Safety incidents plague the lithium-ion battery industry, with widely publicized recalls and hazardous events regularly appearing in the news. Lithium-ion batteries are used as power sources for many types of systems; however, despite technological improvements in battery chemistry and design, safety is still a concern. When improperly fabricated or used, lithium-ion batteries are prone to escalating chemical reactions known as thermal runaway. CALCE is analyzing the root causes of battery thermal runaway. Based on the root cause analysis, strategies to improve battery safety and prevent thermal runaway failures are being recommended.

Although lithium-ion batteries are reliable and popular as energy storage devices, the thermal and electrochemical instability of the electrodes and the flammability of the electrolyte make lithium-ion batteries prone to catastrophic failures. Failures involving fires and explosions have resulted in numerous recalls in the consumer electronics industry involving millions of batteries. Lithium-ion batteries used in electric vehicles (EVs) are susceptible to the same types of failure. However, due to different life cycle load, the batteries used in EVs may experience additional failure modes and mechanisms. Additionally, EVs often use hundreds or thousands of high-energy batteries, and battery safety remains a major concern. Figure 1 shows the latest accident that electric vehicle battery caught fire in the charging station on April 26th, 2015 in Shenzhen, China. Figure 2 shows a Chevy Volt that was destroyed by a battery three weeks after a side-impact collision test that was conducted by the U.S. National Highway Traffic Safety Administration (NHTSA).

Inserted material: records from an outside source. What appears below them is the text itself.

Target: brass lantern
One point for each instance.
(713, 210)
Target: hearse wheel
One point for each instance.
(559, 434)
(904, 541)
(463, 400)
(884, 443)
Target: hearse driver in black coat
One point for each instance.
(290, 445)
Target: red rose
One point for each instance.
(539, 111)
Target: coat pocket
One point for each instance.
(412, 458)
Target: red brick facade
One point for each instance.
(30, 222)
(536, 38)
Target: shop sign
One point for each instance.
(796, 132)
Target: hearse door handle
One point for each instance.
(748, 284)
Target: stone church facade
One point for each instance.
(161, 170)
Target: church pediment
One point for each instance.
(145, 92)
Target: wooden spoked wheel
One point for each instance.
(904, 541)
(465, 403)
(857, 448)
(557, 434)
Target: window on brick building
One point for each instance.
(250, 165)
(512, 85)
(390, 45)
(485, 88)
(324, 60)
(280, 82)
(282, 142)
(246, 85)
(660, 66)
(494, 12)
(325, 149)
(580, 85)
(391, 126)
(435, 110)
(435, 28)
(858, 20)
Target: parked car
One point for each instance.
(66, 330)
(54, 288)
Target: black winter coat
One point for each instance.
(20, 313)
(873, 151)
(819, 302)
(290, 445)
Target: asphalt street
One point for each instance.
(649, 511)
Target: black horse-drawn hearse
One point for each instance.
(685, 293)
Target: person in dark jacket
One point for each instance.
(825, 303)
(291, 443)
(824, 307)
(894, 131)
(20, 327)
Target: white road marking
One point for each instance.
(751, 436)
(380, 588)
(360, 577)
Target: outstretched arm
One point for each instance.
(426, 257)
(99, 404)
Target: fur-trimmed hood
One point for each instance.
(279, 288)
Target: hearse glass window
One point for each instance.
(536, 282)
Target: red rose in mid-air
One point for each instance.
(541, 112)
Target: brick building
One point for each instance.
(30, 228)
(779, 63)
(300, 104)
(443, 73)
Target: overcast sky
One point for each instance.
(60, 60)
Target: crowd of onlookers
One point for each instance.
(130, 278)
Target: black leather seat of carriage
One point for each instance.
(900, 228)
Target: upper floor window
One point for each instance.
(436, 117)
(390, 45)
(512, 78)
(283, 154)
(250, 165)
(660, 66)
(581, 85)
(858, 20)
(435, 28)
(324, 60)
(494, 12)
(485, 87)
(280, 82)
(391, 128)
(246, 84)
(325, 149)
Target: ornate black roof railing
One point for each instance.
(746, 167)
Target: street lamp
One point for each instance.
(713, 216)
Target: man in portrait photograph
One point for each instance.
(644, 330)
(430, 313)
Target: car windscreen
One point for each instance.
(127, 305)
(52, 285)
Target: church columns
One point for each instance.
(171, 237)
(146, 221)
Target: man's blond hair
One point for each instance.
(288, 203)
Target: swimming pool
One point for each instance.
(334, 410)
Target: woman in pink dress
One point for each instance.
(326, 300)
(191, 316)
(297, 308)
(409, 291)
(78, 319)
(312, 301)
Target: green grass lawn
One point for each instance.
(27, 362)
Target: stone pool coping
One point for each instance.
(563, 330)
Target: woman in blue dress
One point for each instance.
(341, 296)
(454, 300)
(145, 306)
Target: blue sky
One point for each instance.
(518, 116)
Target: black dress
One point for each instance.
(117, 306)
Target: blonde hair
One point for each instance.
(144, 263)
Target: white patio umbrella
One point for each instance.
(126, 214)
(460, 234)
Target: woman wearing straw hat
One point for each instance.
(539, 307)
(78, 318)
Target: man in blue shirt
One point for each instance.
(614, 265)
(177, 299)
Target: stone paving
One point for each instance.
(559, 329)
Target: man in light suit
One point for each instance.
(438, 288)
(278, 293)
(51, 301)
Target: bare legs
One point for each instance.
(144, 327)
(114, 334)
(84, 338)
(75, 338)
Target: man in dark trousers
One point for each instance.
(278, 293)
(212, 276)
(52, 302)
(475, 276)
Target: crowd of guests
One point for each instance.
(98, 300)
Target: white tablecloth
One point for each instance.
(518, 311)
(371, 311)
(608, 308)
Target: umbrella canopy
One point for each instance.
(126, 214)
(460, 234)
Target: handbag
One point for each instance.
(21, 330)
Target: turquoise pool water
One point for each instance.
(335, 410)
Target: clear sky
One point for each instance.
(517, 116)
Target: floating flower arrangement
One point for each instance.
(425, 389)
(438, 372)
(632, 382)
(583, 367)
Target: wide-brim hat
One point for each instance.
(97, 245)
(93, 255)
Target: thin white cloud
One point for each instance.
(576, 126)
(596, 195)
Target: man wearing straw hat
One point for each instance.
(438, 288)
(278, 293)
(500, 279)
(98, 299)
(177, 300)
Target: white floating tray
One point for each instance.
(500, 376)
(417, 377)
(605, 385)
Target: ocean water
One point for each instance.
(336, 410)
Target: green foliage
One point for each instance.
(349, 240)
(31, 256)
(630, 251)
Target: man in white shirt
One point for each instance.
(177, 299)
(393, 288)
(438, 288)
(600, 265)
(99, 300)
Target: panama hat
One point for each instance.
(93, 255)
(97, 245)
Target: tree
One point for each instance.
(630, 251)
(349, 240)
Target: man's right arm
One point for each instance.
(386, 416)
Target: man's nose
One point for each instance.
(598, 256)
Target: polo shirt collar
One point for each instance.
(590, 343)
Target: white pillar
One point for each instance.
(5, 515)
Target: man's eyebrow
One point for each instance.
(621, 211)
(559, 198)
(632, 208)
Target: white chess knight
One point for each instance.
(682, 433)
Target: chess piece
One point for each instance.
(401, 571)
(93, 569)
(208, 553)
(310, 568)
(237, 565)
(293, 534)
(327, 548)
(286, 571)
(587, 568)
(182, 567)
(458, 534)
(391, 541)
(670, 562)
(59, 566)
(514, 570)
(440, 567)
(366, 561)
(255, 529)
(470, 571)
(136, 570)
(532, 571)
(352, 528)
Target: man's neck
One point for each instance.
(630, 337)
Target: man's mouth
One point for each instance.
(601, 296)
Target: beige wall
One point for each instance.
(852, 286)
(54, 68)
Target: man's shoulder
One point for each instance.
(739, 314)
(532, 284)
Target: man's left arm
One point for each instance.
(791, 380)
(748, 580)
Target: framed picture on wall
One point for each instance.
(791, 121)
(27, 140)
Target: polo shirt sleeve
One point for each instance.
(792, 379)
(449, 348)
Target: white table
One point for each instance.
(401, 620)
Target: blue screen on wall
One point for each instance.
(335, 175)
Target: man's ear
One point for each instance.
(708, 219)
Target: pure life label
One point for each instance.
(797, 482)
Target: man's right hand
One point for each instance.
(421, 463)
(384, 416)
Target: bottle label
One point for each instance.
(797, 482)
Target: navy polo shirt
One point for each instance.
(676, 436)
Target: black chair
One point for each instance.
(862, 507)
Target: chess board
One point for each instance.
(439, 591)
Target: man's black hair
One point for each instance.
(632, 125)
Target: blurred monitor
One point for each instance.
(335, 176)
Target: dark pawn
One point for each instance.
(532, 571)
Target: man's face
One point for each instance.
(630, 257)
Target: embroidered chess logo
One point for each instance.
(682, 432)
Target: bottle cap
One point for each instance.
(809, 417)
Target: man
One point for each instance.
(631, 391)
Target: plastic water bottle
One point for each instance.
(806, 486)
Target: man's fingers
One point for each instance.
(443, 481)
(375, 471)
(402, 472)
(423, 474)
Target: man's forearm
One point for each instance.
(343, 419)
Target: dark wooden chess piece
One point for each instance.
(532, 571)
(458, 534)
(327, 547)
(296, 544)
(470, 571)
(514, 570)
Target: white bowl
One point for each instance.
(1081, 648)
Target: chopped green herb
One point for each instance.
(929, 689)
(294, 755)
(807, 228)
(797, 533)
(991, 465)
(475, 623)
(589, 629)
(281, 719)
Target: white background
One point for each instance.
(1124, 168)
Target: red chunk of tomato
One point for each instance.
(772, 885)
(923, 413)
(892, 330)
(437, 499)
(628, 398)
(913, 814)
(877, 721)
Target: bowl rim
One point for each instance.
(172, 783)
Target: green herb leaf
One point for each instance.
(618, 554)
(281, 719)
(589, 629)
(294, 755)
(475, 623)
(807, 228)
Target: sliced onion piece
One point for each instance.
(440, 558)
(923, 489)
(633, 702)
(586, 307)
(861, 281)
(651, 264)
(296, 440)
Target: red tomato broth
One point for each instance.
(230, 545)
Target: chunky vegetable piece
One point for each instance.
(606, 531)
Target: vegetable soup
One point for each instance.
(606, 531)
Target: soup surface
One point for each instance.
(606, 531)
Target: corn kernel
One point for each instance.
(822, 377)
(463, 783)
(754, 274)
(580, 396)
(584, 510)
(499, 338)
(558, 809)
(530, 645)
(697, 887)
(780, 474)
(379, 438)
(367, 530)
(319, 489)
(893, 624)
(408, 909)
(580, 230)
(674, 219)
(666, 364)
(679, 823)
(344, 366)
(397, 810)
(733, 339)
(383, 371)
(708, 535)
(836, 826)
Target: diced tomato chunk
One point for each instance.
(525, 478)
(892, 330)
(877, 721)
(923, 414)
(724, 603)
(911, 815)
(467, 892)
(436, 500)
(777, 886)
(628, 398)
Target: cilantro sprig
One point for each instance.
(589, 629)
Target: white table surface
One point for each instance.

Figure 1. Wuzhoulong EV bus with LiFePO4 power batteries caught fire in the charging station on Apr. 26th, 2015 in Shenzhen, China
Figure 2. Chevy Volt battery fire three weeks after side-impact test by the U.S. NHTSA
Figure 3. (a) UPS cargo plane fire (b) lithium-ion battery pack in Boeing 787

The transportation or use of lithium-ion batteries in aerospace applications have also resulted in catastrophic failure. Figure 3 (a) below shows a damaged United Parcel Service (UPS) cargo plane that was carrying a large number of lithium-ion batteries as cargo when a fire broke out. Figure 3 (b) below shows the failed battery pack in a Boeing 787. It was suspected that the problems originated from malfunctioning lithium-ion batteries: the batteries showed signs of short circuit and thermal runaway, which led to overheating and fire. Figure 4 shows major EV battery incidents since 2008.

Figure 4. Major EV battery fire accidents since 2008

One of the most significant cell components to ensure cell safety is the separator. Its main function is to prevent physical contact between the anode and cathode and at the same time facilitate ion transport in the cell. The challenging issue on designing a battery separator is how to balance between mechanical robustness and transport properties. Now, the separator has been designed with multi-layers and a shutdown feature. The idea behind it is that different multi-layers have different phase transition temperatures. The shutdown feature is expected to work when there is an increase in cell temperature. The lower melting component melts and fills the pores of one of the solid layers. Hence, the ion transport will stop and the current drain of the cell will become zero. Figure 5 shows how the shutdown separator functions. The related work can be found in [1]. Through root cause analysis for design becoming an effective way to improve battery safety.

Figure 5. How separator shutdown functions [1]

[1] C. J. Orendorff, "The role of separators in lithium-ion cell safety," Electrochemical Society Interface, vol. 21, pp. 61-65, 2012.